SARDINIA URBEX NELLA SECONDA CARTIERA IN EUROPA
La storia di Tortolì è strettamente legata a quella della cartiera di Arbatax, la più grande fabbrica dell’Ogliastra e nel suo genere la seconda in Europa.
Siamo negli anni ’60, gli anni del boom economico in Italia e precisamente nel 1963 quando nacque la cartiera di Arbatax: si sviluppava su 120 ettari di terreno, alimentato da una gigantesca centrale termoelettrica ed era una tra le strutture più moderne e all’avanguardia del periodo.
Con le sue macchine continue denominate Arborea e Bonaria (quest’ultima attivata nel 1970), si stampavano circa 400 tonnellate giornaliere di carta da giornale, per poi specializzarsi in altri settori come carta da settimanale, guide telefoniche.
In quegli anni gli operai erano circa 730 con un indotto che occupava altrettanti lavoratori, per non parlare dei portuali, camionisti ed officine di manutenzione che vivevano grazie alla cartiera.
Negli anni ‘70 gli stipendi erano addirittura superiori anche a quelli dei dipendenti statali, lavorare come cartario era un privilegio e l’economia della zona subì un notevole incremento economico: arrivarono le prime 500 e 126 e gli operai dei paesi limitrofi si spostarono a Tortolì, contribuendo così a farla diventare una città vera e propria.
Con l’avvento della cartiera nacque anche l’aeroporto di Tortolì-Arbatax che arrivava anche ad effettuare due voli al giorno ma non solo: la cartiera aveva le sue navi, la Latinia e l’Arbatax, con cui venivano trasportati i prodotti finiti che si esportavano in tutto il bacino del mediterraneo.

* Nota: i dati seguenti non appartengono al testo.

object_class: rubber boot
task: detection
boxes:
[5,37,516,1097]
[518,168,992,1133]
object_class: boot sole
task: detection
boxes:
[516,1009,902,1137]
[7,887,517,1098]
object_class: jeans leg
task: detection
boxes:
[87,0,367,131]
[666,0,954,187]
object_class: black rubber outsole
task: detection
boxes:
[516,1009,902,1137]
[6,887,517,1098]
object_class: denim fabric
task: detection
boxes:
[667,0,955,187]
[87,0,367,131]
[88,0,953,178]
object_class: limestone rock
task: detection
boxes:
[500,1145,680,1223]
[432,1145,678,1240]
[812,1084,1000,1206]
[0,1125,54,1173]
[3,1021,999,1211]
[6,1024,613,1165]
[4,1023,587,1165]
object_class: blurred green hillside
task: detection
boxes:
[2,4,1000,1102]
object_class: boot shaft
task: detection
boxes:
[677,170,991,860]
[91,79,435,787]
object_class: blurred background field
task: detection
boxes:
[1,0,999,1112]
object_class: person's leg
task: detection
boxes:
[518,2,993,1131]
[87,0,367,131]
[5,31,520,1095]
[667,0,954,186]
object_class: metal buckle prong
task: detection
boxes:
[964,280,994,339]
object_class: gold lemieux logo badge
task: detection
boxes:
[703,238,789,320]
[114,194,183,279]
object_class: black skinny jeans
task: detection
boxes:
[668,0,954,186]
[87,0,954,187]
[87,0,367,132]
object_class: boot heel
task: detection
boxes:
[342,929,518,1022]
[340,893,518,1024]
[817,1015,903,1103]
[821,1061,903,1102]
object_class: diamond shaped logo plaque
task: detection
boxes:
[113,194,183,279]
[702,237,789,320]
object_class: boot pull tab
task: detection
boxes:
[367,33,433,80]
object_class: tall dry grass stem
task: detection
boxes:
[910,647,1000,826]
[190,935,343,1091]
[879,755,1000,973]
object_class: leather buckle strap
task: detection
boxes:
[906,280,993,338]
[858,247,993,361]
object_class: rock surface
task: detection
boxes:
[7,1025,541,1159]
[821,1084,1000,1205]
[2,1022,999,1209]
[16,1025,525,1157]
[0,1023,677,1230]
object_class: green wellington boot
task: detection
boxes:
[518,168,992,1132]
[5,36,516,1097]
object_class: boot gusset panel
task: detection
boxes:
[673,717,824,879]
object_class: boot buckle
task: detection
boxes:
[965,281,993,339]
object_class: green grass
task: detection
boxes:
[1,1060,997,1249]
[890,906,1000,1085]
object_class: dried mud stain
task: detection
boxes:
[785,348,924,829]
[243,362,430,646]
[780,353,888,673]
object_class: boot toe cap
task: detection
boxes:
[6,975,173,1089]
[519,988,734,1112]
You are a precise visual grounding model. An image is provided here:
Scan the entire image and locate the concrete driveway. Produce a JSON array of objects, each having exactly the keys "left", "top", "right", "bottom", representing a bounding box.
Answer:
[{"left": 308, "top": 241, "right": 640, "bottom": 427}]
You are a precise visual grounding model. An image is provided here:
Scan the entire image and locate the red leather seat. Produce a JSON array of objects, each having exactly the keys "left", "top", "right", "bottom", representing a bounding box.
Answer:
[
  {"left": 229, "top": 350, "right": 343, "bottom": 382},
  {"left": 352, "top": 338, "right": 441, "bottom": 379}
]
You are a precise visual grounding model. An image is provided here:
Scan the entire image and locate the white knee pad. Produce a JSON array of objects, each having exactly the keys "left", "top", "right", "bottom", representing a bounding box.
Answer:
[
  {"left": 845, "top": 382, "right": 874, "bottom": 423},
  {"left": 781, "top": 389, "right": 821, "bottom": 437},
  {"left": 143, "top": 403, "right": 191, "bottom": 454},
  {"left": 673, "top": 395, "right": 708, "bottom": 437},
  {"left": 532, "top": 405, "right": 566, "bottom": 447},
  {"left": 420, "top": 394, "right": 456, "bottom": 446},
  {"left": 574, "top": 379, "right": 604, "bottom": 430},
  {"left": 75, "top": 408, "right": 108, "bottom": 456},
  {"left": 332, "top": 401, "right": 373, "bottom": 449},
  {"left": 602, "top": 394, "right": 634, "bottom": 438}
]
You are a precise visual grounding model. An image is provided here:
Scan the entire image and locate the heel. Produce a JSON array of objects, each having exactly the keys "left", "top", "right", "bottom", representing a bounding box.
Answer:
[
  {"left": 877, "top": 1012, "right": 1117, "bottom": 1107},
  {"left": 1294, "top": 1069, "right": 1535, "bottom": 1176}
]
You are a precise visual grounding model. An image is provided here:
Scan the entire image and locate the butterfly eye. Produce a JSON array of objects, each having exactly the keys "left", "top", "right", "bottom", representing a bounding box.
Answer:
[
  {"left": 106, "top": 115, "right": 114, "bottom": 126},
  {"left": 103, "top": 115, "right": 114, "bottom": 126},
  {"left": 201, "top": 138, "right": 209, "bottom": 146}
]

Prima della cartiera l’economia era unicamente agropastorale e basata sulla pesca ma con questa nuova realtà il porto di Arbatax che prima accoglieva solo pescherecci conosce il traffico delle navi mercantili con le grandi petroliere che una o due volte l’anno portavano il greggio che alimentava la centrale elettrica.
Negli anni ’70 la cartiera supera quasi indenne il terremoto politico causato dall’acquisizione da parte della Fabocart di Giovanni Fabbri, personaggio milanese legato da stretti rapporti con la P2 di Licio Gelli.
Arrivò poi l’autogestione, bancarotte ed avvicendamenti amministrativi vari, tra cui gli estremi tentativi di salvataggio da parte dell’imprenditore cagliaritano Nichi Grauso. L’ultima gestione fu quella della Girasole SPA, la cui scritta campeggia ancora in bella mostra in uno degli edifici.
L’epilogo è quello che ci si aspetta in questi casi: lo smembramento della cartiera con la demolizione dei suoi edifici e le due macchine continue che vengono smontate e date in pasto alle fonderie.
Dei 120 ettari iniziali oggi ne restano solo 35.